The book is subtitled "East LA rage to the Hollywood stage", and its subtext is how Alice's at-times difficult, at-times stable upbringing in all-Hispanic east Los Angeles contributed both to her violent, angry on-stage persona and reckless life in Hollywood, as well as to her quick mental "sobering up" and exit from Hollywood and into a world of ideas, philosophy and eventually a life centered around helping others. She tells her tale as series of vignettes, usually chapters that are about 2-5 pages, often illustrated with photographs.

The first near-half of the book is about growing up - a childhood full of alternating great, "normal" memories and then memories of her beloved father beating her mother bloody on multiple occasions.
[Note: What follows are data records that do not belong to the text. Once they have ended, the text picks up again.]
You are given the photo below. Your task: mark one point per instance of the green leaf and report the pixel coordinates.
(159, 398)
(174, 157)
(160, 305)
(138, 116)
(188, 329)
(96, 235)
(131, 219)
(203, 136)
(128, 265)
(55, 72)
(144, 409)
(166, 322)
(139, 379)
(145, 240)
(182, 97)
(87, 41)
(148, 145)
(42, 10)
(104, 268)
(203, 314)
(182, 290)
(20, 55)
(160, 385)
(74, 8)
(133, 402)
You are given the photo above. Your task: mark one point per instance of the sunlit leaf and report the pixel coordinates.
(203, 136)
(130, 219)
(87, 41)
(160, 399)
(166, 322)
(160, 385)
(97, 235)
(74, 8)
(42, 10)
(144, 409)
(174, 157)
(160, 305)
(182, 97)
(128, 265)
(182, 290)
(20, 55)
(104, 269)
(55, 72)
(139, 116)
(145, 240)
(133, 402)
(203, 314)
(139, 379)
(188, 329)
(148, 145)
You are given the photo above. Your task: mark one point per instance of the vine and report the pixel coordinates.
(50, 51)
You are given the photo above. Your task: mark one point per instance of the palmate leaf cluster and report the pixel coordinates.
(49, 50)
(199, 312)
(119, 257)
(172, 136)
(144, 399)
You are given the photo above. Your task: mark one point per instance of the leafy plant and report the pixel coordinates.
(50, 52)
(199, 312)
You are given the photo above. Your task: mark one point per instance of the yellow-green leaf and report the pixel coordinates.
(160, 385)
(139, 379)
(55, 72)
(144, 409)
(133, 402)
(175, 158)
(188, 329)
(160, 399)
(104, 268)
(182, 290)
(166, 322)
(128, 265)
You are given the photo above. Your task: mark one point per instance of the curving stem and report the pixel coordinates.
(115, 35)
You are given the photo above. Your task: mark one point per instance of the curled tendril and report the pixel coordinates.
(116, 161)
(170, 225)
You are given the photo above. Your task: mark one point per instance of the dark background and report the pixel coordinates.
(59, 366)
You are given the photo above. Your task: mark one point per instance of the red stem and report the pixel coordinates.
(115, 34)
While how this led to her wild-woman, banshee-on-wheels Bags frontperson persona is never explicitly stated, it doesn't need to be. Alice carried in her years of simmering anger at her father and a chip on her shoulder the size of Montana, and it served her well both as a singer and in keeping herself safe & strong during her late-teen Hollywood punk years. She makes the connections implicitly through chapter alternation and through stories of fights, near-fights, encounters with weirdos and drug-addled teenagers of all stripes.

I guess I knew it already, but it is clear that this was also a very grounded woman, despite some wayward years. When her time living the crazy life at the infamous Canterbury apartments was starting to hit the rocks of too much drinking and the introduction of drugs into her young life, she knew well enough to leave, and move back to East LA to live with her parents. She went to college and worked at a flower shop, even while still being the she-demon that fronted The Bags. She's a case study in "surviving", not to go for the all-too-obvious pun.

Those who might read this not as a life memoir but as a voyeuristic glimpse into the incredible LA punk scene of the time will also not be disappointed. There are various tales of The Weirdos, Black Randy, Darby Crash, the Middle Class, Kickboy Face & Philly and much more - even one in which Alice almost joins the nascent Go-Gos, which as she modestly admits, would probably have been a disaster. This isn't a Pulitzer-bait memoir full of lavish prose and weepy melodrama - not on an edgy imprint like Feral House - but it is well-written and -edited, and if I've got a complaint, it's that I would have liked to have learned a little more about the most recent 25 years of her life, which are unfortunately crammed together in the book's final paragraphs. She's obviously been a lifelong learner and explorer of her own psyche and has really come out the stronger for it, even as many of her punk peers peeled off into degeneration and death. Maybe I'll start the petition now for part two. Until then, you can pick up "VIOLENCE GIRL" right here.